Sembrava una descrizione piuttosto precisa e accurata da dove Ceres si trovava. Soprattutto dato tutto quello che probabilmente sarebbe successo poi.

“Non lo sei forse?” chiese Ceres. “Oh, scusami. E io che pensavo che mi avessi messo in una fossa di pietra aspettando che morissi.”

“Aspettando di torturarti a dire il vero,” disse Stefania. “Ma sei solo tu. Tu meriti qualsiasi cosa dopo tutto quello che hai tentato di farmi. Tano era mio.”

Magari lo credeva sul serio. Forse pensava onestamente che fosse normale tentare di assassinare i propri rivali nelle relazioni e nella vita.

“E il resto?” disse Ceres. “Hai intenzione di convincermi che sei fondamentalmente una brava persona, Stefania? Perché io sono piuttosto convinta che la nave sia partita nel momento in cui hai tentato di mandarmi nell’Isola dei Prigionieri.”

Forse non avrebbe dovuto prendersi gioco di lei a quel modo, perché Stefania sollevò un terzo secchio d’acqua. Parve pensarci un momento, scrollò le spalle e lo riversò su Ceres in una cascata di freddo gelido.

“Sto dicendo che questo non ha niente a che fare con essere bravi e carini, stupida contadina,” rispose mentre Ceres tremava per il freddo. “Viviamo in un mondo che ti prende tutto quello che hai senza chiedertelo. Soprattutto se sei una donna. Ci sono sempre dei criminali come Lucio. Ci sono sempre quelli che vogliono prendere di continuo.”

“E noi ci opponiamo a loro,” disse Ceres. “Noi liberiamo la gente! La proteggiamo.”

Sentì Stefania ridere in risposta.

“Credi davvero che la stupidità funzioni, vero?” disse Stefania. “Pensi che la gente sia fondamentalmente buona, e che tutto andrà bene se solo gli dai una possibilità.”

Lo disse come se fosse qualcosa di cui prendersi gioco, piuttosto che una buona filosofia di vita.
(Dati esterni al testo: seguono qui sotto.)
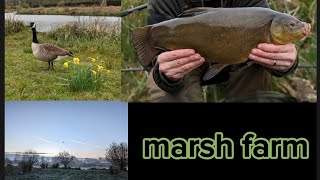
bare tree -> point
(65, 158)
(27, 160)
(118, 155)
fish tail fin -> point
(139, 40)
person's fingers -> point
(270, 62)
(165, 66)
(179, 72)
(276, 48)
(176, 54)
(276, 56)
(279, 68)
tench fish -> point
(223, 36)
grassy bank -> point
(68, 174)
(133, 83)
(84, 11)
(26, 79)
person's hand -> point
(278, 57)
(175, 64)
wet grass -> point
(68, 174)
(81, 11)
(133, 83)
(26, 79)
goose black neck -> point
(34, 35)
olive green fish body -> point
(227, 40)
(224, 35)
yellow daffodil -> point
(93, 60)
(76, 60)
(100, 68)
(66, 64)
(94, 72)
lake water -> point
(46, 23)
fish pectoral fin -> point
(161, 50)
(213, 71)
(196, 11)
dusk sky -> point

“La vita non è questo,” continuò. “La vita è guerra, combattuta in qualsiasi modo si possa combatterla. Non dai il potere che hai a nessuno, e ti prendi tutto quello che puoi, perché in questo modo hai la forza di annientarli quando cercano di tradirti.”

 

“Io non mi sento annientata,” ribatté Ceres. Non intendeva permettere a Stefania di vedere quando debole si sentisse in quel momento, o quanto vuota. Intendeva creare una pretesa di forza nella speranza di poter trovare un modo di renderla reale.

Vide Stefania scrollare le spalle.

“Ti sentirai annientata e schiacciata, tranquilla. Al momento la tua ribellione sta combattendo una lotta contro l’esercito di Cadipolvere. Quest’ultimo potrebbe vincere, quindi ti darò come merce di scambio in qualità di lasciapassare per uscire dalla città con tutta la ricchezza che potrò prendere. Immagino però che Cadipolvere si riverserà sulla città come un’ondata. Li lascerò battere contro le mura del castello fino a che non saranno pronti a parlare.”

“Pensi che uomini come quelli accetteranno di parlare con te?” le chiese Ceres. “Ti uccideranno.”

Ceres non era certa del perché stesse dando a Stefania tali avvertimenti. Il mondo sarebbe stato un posto migliore se qualcuno l’avesse uccisa, anche se fosse stato l’esercito di Cadipolvere.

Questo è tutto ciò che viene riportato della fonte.